M V MOHAMMED Vs. GOPALANKUTTY MENON

Decided On July 05, 1963
M.V. MOHAMMED Appellant
V/S
GOPALANKUTTY MENON Respondents

JUDGEMENT

(1.) I do not as a rule entertain revisions against orders allowing or declining a stay of a suit under provisions like S. 4 of Act 1 of 1957 or S. 5 of Act 7 of 1963. For, apart from that (as pointed out by me in C. R. P. 192 of 1963) they rarely disclose an error of jurisdiction, they are so obviously an attempt to obtain a Decision from this court in an interlocutory matter, before evidence has been recorded in the suit, to (in effect) prejudge an issue that has to be heard and decided in the suit. But, in these cases there was a finding recorded in the suits themselves (on issues tried as "preliminary issues" not a provisional or a preliminary finding as counsel for the respondents would have it, but, if I might use that expression, a pucca finding) that the transaction under which the defendant petitioner holds is a lease and not a mortgage. That finding the court below was bound to follow in subsequent proceedings in the suits, and, in ignoring that finding and deciding the matter afresh in a different way, the court committed an error liable to correction under S. 115 of the Code. If the transaction is a lease, as the court below is bound to hold so long as the finding stands, it can scarcely be disputed that the suits (in so far as they ask for possession) have to be stayed under S. 5 of Act 7 of 1963.

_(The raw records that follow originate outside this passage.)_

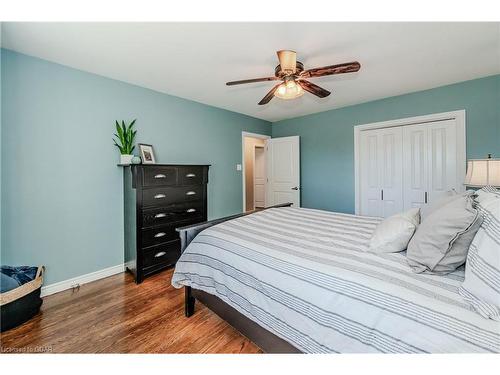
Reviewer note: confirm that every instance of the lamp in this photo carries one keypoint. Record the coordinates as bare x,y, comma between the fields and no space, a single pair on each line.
483,172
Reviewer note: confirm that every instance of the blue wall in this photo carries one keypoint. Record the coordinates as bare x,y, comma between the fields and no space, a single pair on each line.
62,193
327,138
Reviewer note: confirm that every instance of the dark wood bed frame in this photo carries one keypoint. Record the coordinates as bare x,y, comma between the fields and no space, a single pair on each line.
267,341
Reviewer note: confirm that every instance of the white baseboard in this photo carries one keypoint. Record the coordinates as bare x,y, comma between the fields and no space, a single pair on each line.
83,279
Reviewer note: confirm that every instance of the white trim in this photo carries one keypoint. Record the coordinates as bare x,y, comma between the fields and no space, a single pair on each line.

(2.) IT is said that the finding was vacated by this court in Civil Revision Petition 418 and 419 of 1958 filed against it. I do not think so. What this court did was to dismiss those petitions as infructuous, but, in doing so, it observed that "nothing said in the order impugned in these civil Revision Petitions will prejudice the parties in fresh proceedings to be had in the light of Act 4 of 1961. " I do not think that this means that the finding was vacated and the matter left open. If that were so one would expect some reasons to be given for vacating the finding and the petitions would have been allowed instead of being dismissed. What the observation really means is that, irrespective of the finding already entered, the suits would have to be decided under the provisions of Act 4 of 1961. Even if the observation is to be construed as vacating the finding in so far as "fresh proceedings to be had in the light of Act 4 of 1981" are concerned and that is the utmost that can he said the present proceedings are not proceedings under that Act.